Group 4 as a public authority
The language of the 1886 Act
(1) The reference to "any person" (see also the broad and inclusive definition in section 9) is on the face of it without exception.(2) The limitations on the scope of the 1886 Act are to be found elsewhere. There has to be injury, theft or destruction, by persons riotously and tumultuously assembled together, of a house, shop or building or of property therein.
(3) The person who has sustained loss by reason of such injury, theft or destruction can claim compensation to be paid out of the police fund of the police area in which the lost or damaged property is situated. Nothing whatsoever is said about the nature of the local police force's duties. It is common ground that the liability of the police fund to answer for the claim is strict.
(4) The claim is directed in the first instance to the compensation authority of the police area in question, but if the claimant is not satisfied by that authority's response, then the claimant may sue the authority in the courts.
(5) The compensation to be fixed is such as "appears" to the authority to be "just". The authority (and presumably the court too, but we are not concerned with that wrinkle) is therefore entitled to take a broad view of what the claimant is entitled to. That is emphasised by the proviso to section 2(1) which requires that regard shall be had to the conduct of the claimant, of which examples such as (lack of) precautions, complicity, and provocation are given, but the statute ends generally with "or otherwise". Therefore, the assessment of quantum is not a mere matter of valuation of the lost or damaged property. It is a global assessment which takes account of the claimant's conduct in the broadest sense.
(6) In the most relevant dictum in any authority put before us, Atkin LJ in Pitchers contemplated that where a claimant was the Crown (as in the case of damage to or theft from military barracks), the section 2(1) proviso would enable the assessing tribunal or court to reach a just result which would take account of just such factors of relative control and accountability as were raised in that case.
(7) The 1886 Act goes into greater detail about buildings in section 7. The word "building" is left unqualified, but section 7 makes special provision for who may claim in the case of a church or chapel, or a school, hospital, public building or public institution. It is clear at any rate therefore that such buildings are within the statute. It seems counter-intuitive therefore that public law responsibilities of the potential claimants with respect to such buildings or security in them should exclude such persons from qualifying as "any person". A detention centre cannot apparently be a "public building" because that has been interpreted as a building which the public is invited to enter or to which it can demand admission (Moses v. Marsland [1901] 1 QB 668). However, the judge ruled against the Authority's submission that Yarl's Wood was not a public institution (at para 110), and there is no respondent's notice against that ruling. The judge cited authority for prisons or places of detention being public institutions, see Royse v. Birley (1869) LR 4 CP 296, R v. Lydford [1914] 2 KB 378 and Evans v. University of Cambridge [2002] EWHC 1382 (Admin).
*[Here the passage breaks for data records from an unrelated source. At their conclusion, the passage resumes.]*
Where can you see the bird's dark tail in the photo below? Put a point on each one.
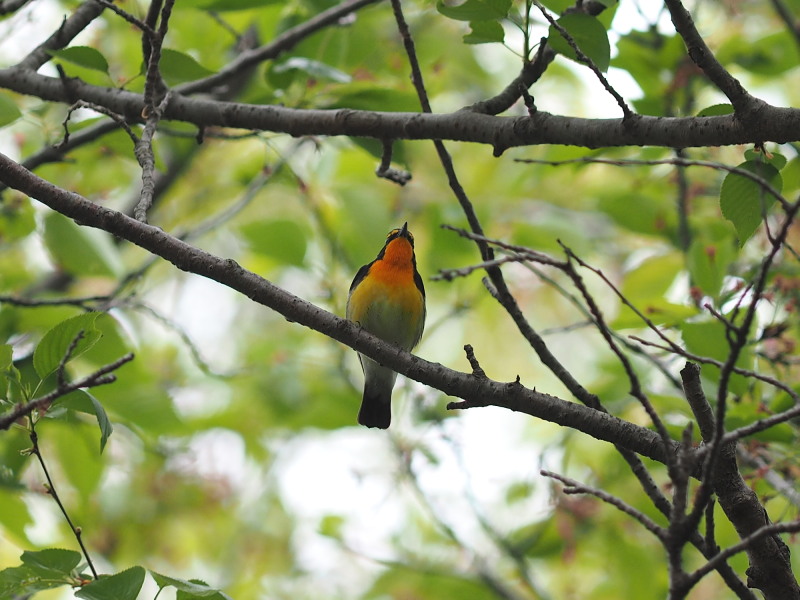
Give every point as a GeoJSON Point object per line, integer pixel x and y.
{"type": "Point", "coordinates": [376, 409]}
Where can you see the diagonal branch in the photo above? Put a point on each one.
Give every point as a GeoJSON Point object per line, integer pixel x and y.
{"type": "Point", "coordinates": [72, 26]}
{"type": "Point", "coordinates": [743, 103]}
{"type": "Point", "coordinates": [474, 392]}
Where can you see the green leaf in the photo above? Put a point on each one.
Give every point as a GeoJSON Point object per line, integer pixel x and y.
{"type": "Point", "coordinates": [51, 561]}
{"type": "Point", "coordinates": [484, 32]}
{"type": "Point", "coordinates": [80, 250]}
{"type": "Point", "coordinates": [331, 526]}
{"type": "Point", "coordinates": [6, 353]}
{"type": "Point", "coordinates": [708, 264]}
{"type": "Point", "coordinates": [363, 95]}
{"type": "Point", "coordinates": [9, 112]}
{"type": "Point", "coordinates": [475, 10]}
{"type": "Point", "coordinates": [314, 68]}
{"type": "Point", "coordinates": [83, 56]}
{"type": "Point", "coordinates": [23, 581]}
{"type": "Point", "coordinates": [707, 338]}
{"type": "Point", "coordinates": [588, 34]}
{"type": "Point", "coordinates": [282, 240]}
{"type": "Point", "coordinates": [83, 401]}
{"type": "Point", "coordinates": [177, 67]}
{"type": "Point", "coordinates": [14, 513]}
{"type": "Point", "coordinates": [121, 586]}
{"type": "Point", "coordinates": [758, 156]}
{"type": "Point", "coordinates": [716, 110]}
{"type": "Point", "coordinates": [17, 217]}
{"type": "Point", "coordinates": [55, 343]}
{"type": "Point", "coordinates": [743, 201]}
{"type": "Point", "coordinates": [653, 277]}
{"type": "Point", "coordinates": [192, 589]}
{"type": "Point", "coordinates": [770, 56]}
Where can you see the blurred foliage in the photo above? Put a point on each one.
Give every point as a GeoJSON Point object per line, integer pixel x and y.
{"type": "Point", "coordinates": [235, 459]}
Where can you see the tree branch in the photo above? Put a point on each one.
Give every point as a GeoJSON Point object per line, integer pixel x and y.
{"type": "Point", "coordinates": [771, 124]}
{"type": "Point", "coordinates": [475, 392]}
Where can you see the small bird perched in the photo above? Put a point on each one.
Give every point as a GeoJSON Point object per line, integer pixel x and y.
{"type": "Point", "coordinates": [387, 299]}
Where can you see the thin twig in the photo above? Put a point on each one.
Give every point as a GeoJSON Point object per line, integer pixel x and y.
{"type": "Point", "coordinates": [679, 162]}
{"type": "Point", "coordinates": [575, 487]}
{"type": "Point", "coordinates": [385, 169]}
{"type": "Point", "coordinates": [767, 530]}
{"type": "Point", "coordinates": [626, 111]}
{"type": "Point", "coordinates": [102, 376]}
{"type": "Point", "coordinates": [51, 489]}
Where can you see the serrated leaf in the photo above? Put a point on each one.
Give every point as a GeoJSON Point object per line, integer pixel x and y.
{"type": "Point", "coordinates": [743, 201]}
{"type": "Point", "coordinates": [85, 402]}
{"type": "Point", "coordinates": [83, 56]}
{"type": "Point", "coordinates": [194, 588]}
{"type": "Point", "coordinates": [52, 560]}
{"type": "Point", "coordinates": [708, 264]}
{"type": "Point", "coordinates": [314, 68]}
{"type": "Point", "coordinates": [177, 67]}
{"type": "Point", "coordinates": [758, 156]}
{"type": "Point", "coordinates": [475, 10]}
{"type": "Point", "coordinates": [80, 250]}
{"type": "Point", "coordinates": [121, 586]}
{"type": "Point", "coordinates": [9, 112]}
{"type": "Point", "coordinates": [23, 581]}
{"type": "Point", "coordinates": [55, 343]}
{"type": "Point", "coordinates": [282, 240]}
{"type": "Point", "coordinates": [652, 278]}
{"type": "Point", "coordinates": [588, 34]}
{"type": "Point", "coordinates": [484, 32]}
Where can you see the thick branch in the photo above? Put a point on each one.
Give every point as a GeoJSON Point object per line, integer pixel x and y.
{"type": "Point", "coordinates": [476, 391]}
{"type": "Point", "coordinates": [774, 124]}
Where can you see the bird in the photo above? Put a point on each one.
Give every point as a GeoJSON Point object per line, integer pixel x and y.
{"type": "Point", "coordinates": [387, 298]}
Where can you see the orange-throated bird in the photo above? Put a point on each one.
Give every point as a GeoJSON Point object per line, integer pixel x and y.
{"type": "Point", "coordinates": [387, 299]}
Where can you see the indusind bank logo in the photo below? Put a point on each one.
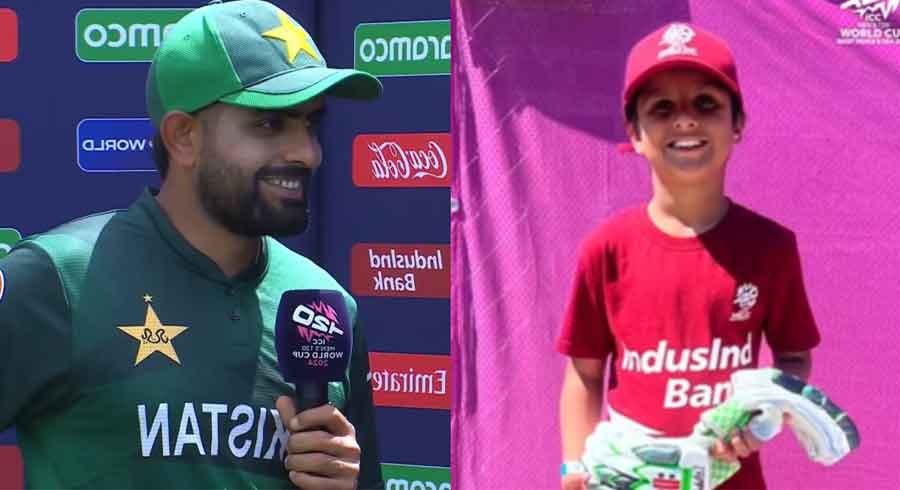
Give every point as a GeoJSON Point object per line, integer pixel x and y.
{"type": "Point", "coordinates": [409, 271]}
{"type": "Point", "coordinates": [122, 35]}
{"type": "Point", "coordinates": [401, 160]}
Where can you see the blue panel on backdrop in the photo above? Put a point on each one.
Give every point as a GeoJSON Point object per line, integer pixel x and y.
{"type": "Point", "coordinates": [8, 437]}
{"type": "Point", "coordinates": [115, 145]}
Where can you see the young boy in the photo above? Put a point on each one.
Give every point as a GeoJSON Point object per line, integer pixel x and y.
{"type": "Point", "coordinates": [679, 292]}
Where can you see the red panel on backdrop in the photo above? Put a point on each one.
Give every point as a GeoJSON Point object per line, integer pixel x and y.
{"type": "Point", "coordinates": [11, 467]}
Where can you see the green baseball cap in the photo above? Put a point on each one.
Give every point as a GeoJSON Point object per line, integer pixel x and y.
{"type": "Point", "coordinates": [248, 53]}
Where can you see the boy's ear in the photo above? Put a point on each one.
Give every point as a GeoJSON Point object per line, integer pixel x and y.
{"type": "Point", "coordinates": [634, 136]}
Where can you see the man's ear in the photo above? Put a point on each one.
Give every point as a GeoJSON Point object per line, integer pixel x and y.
{"type": "Point", "coordinates": [181, 134]}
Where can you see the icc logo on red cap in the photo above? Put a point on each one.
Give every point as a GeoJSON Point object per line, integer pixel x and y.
{"type": "Point", "coordinates": [677, 36]}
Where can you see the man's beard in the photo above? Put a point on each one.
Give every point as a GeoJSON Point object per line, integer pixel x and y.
{"type": "Point", "coordinates": [233, 199]}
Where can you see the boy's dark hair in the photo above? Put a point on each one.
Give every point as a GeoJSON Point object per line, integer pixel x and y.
{"type": "Point", "coordinates": [737, 109]}
{"type": "Point", "coordinates": [160, 155]}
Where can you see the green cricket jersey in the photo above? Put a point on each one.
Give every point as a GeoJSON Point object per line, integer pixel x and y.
{"type": "Point", "coordinates": [130, 360]}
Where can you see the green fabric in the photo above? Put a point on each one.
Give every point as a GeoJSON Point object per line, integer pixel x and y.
{"type": "Point", "coordinates": [240, 50]}
{"type": "Point", "coordinates": [90, 414]}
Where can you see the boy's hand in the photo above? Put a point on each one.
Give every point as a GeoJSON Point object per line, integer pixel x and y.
{"type": "Point", "coordinates": [575, 481]}
{"type": "Point", "coordinates": [741, 444]}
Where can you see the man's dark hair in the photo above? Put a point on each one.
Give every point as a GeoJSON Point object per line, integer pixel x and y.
{"type": "Point", "coordinates": [160, 155]}
{"type": "Point", "coordinates": [737, 109]}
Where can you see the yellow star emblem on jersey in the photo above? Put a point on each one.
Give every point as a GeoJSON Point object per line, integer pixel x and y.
{"type": "Point", "coordinates": [295, 38]}
{"type": "Point", "coordinates": [153, 335]}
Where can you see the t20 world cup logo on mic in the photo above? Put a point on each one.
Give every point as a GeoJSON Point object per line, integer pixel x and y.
{"type": "Point", "coordinates": [312, 335]}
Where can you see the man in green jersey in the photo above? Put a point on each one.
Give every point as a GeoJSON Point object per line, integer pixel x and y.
{"type": "Point", "coordinates": [136, 346]}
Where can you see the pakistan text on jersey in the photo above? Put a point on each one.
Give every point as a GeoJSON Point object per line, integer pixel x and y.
{"type": "Point", "coordinates": [238, 431]}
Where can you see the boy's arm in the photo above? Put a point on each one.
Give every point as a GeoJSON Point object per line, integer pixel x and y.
{"type": "Point", "coordinates": [580, 408]}
{"type": "Point", "coordinates": [798, 363]}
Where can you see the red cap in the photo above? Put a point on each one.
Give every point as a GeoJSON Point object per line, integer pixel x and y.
{"type": "Point", "coordinates": [679, 45]}
{"type": "Point", "coordinates": [674, 45]}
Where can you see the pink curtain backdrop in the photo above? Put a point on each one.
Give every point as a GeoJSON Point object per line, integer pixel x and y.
{"type": "Point", "coordinates": [535, 97]}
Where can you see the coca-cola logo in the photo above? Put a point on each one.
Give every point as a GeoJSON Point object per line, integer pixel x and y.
{"type": "Point", "coordinates": [402, 160]}
{"type": "Point", "coordinates": [393, 161]}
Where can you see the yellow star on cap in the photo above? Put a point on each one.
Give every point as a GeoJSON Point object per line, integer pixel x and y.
{"type": "Point", "coordinates": [154, 336]}
{"type": "Point", "coordinates": [295, 38]}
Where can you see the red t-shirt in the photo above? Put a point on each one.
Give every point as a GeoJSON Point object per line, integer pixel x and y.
{"type": "Point", "coordinates": [679, 315]}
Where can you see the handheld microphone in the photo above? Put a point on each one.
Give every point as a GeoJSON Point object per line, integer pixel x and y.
{"type": "Point", "coordinates": [314, 341]}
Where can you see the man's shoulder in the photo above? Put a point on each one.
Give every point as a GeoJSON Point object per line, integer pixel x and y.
{"type": "Point", "coordinates": [71, 240]}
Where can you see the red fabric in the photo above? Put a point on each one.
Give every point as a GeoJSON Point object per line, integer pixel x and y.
{"type": "Point", "coordinates": [679, 44]}
{"type": "Point", "coordinates": [10, 467]}
{"type": "Point", "coordinates": [680, 315]}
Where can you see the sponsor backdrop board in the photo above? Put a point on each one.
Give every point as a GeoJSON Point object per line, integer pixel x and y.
{"type": "Point", "coordinates": [75, 139]}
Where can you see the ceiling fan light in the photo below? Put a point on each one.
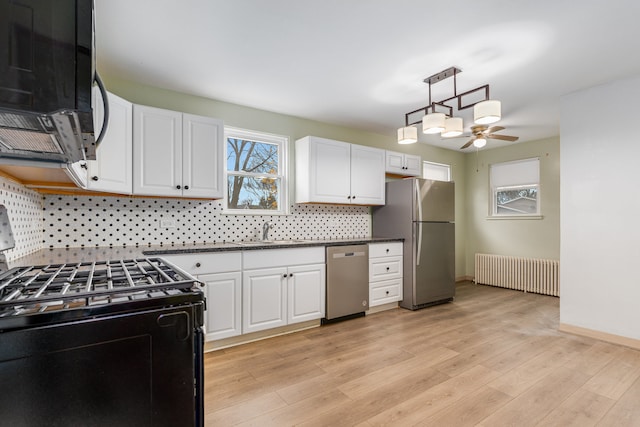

(8) Section 6 of the 1886 Act makes specific reference to machinery, fixed or movable, and to mines and their workings including bridges and so on. It is well foreseeable that such property may be owned by the Crown or public authorities with specific responsibilities for order and security.
(9) The judge also referred to section 3(2) of the 1886 Act and to the 1921 Regulations. Section 3(2) permits "a Secretary of State" to make regulations respecting how a claim is to be made to a compensation authority. Under the Regulations the relevant Secretary of State to hear appeals from the refusal of a compensation authority to enlarge the time limit of 14 days for making a claim is the Home Secretary. The judge said that his conclusion as to the scope and purpose of the 1886 Act is consistent with the suggestion that it was not contemplated that the Home Secretary could be a claimant under it. That strikes me, however, as a refined point, and, as the judge himself said, the Regulations cannot drive the interpretation of the 1886 Act.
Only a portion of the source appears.